Melepasan dilakukan pada Rp160 per saham, di bawah harga pasar saat itu sebesar Rp216. Nilai divestasi mencapai sekitar Rp20 miliar, menunjukkan diskon yang signifikan. Transaksi ini mencerminkan strategi divestasi langsung yang diungkapkan manajemen PEGE.
Setelah transaksi, posisi pemegang saham utama turun menjadi 256,8 juta saham atau 9,06 persen dari sebelumnya 381,8 juta saham atau 13,48 persen. Tujuan utama langkah ini adalah mengurangi kepemilikan secara langsung sambil menjaga eksposur investor inti. Langkah ini juga bisa memicu fokus pada tata kelola dan likuiditas PEGE.
Harga saham PEGE merespons aksi divestasi ini dengan koreksi sekitar 3,64 persen menjadi Rp212 per saham pada perdagangan Jumat (20/2/2026). Pergerakan ini menambah tekanan pada saham yang sebelumnya diperdagangkan lebih tinggi. Analisis dari Cetro Trading Insight menilai bahwa aksi divestasi mencerminkan perubahan arus kepemilikan yang memengaruhi sentimen investor.
Sebelumnya Mandiri Terang telah memangkas kepemilikan pada 29 Januari dan 9 Februari 2026, dengan pelepasan 113.193.600 saham pada Rp190 dan 14.988.000 saham pada Rp110 per saham. Pelepasan tersebut terjadi secara bertahap, menambah gambaran bahwa pemegang saham utama menimbang ulang eksposur mereka. Pasar merespons fluktuasi tersebut dengan volatilitas mingguan yang relatif moderat, meskipun ada tekanan harga di level Rp160.

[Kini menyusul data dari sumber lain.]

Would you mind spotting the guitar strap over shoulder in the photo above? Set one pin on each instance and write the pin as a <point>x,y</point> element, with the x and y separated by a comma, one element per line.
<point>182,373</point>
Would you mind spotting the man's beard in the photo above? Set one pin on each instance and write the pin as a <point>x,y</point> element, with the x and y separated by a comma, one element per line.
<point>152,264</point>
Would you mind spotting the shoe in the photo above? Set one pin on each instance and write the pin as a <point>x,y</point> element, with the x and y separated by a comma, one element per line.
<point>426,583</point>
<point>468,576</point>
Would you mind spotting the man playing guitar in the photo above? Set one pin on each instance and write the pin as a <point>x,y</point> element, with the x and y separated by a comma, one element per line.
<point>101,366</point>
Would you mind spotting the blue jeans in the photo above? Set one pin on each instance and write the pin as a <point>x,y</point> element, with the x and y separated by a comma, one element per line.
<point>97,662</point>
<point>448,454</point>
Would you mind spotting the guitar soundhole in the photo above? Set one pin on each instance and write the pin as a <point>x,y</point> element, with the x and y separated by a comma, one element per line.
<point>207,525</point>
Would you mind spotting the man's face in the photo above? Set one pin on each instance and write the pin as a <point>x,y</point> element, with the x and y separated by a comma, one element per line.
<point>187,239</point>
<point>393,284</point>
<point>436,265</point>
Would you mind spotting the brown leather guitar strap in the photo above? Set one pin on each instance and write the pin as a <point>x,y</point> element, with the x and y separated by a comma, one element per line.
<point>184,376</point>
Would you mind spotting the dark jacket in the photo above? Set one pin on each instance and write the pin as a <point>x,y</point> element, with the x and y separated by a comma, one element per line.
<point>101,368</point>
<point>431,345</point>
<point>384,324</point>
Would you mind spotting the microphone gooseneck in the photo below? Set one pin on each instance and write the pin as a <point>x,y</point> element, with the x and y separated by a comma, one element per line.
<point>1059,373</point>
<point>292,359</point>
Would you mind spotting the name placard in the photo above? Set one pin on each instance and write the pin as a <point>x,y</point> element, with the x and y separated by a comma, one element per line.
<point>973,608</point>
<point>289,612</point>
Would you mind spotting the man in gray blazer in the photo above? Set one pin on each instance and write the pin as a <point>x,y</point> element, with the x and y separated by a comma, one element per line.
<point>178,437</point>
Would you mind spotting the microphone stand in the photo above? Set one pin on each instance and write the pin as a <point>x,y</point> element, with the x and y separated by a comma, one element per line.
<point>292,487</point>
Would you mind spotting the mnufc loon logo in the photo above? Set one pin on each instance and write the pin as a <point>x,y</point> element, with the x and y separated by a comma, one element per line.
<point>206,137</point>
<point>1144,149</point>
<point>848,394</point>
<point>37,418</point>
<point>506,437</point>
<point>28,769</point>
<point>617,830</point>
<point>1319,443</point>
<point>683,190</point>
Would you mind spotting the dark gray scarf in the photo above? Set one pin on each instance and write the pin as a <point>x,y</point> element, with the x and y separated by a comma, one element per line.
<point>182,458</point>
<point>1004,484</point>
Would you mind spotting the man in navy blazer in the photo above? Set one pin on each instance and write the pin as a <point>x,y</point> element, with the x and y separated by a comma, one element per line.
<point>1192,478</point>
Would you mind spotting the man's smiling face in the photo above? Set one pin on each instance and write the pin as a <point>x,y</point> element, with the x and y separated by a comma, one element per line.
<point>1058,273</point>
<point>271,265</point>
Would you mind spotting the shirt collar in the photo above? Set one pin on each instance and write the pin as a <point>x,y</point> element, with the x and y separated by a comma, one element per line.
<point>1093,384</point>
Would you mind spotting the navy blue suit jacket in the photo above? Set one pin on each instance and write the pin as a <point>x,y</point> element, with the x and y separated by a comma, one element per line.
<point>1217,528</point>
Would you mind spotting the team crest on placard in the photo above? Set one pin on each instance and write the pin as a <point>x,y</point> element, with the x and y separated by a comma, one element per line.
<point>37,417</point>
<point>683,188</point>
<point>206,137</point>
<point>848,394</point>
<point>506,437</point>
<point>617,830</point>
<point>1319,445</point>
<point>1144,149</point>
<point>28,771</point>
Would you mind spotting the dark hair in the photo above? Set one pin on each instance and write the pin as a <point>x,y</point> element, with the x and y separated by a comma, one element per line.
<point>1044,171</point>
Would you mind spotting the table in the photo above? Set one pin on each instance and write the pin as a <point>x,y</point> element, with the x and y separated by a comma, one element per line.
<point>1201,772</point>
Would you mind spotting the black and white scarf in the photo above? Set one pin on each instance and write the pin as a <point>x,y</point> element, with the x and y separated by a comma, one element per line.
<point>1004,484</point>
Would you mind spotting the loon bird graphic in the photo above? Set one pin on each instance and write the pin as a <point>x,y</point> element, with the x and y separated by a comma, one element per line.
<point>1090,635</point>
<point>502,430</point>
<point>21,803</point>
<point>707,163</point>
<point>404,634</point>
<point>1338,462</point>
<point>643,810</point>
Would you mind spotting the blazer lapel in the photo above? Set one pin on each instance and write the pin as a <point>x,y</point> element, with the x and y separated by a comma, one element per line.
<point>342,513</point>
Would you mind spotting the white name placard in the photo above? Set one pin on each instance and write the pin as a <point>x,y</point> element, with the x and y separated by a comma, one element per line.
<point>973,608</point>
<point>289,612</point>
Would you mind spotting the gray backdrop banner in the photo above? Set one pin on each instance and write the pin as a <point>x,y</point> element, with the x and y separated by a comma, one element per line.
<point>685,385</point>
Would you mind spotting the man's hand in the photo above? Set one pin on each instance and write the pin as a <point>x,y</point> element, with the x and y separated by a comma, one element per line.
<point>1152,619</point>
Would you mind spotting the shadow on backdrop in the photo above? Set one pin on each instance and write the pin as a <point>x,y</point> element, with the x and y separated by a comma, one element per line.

Para pelaku pasar menilai implikasi terhadap likuiditas dan potensi perubahan tata kelola ke depan. Meskipun satu transaksi tidak secara langsung merombak fundamental, sentimen negatif bisa bertahan jika kepemilikan terus menurun. Investor disarankan mengikuti rilis keterbukaan informasi untuk mengukur risiko dan peluang selanjutnya.
Nilai divestasi sekitar Rp20 miliar, sebuah angka kecil relatif terhadap ukuran kapitalisasi PEGE, namun berdampak pada komposisi kepemilikan. Meskipun kecil secara nominal, langkah ini mengubah fokus investor institusional dan potensi perubahan tata kelola. Analisis dari Cetro Trading Insight menilai dampaknya terhadap persepsi pasar dan likuditas saham.
Dinamika kepemilikan, potensi perubahan tata kelola, dan evaluasi kinerja keuangan menjadi faktor penentu prospek PEGE ke depan. Investor perlu memantau laporan keterbukaan informasi dan rilis terkait rencana strategis perusahaan. Sinyal pasar mengindikasikan kebutuhan kehati-hatian dalam menilai peluang jangka pendek.
Sebagai saran, investor disarankan mempertimbangkan risiko likuiditas, hukum, dan potensi penyesuaian harga. Tetap fokus pada rencana jangka panjang perusahaan serta bagaimana pemegang saham utama menyikapi situasi ini. Cetro Trading Insight akan terus memantau perkembangan dan menyajikan analisis berkala.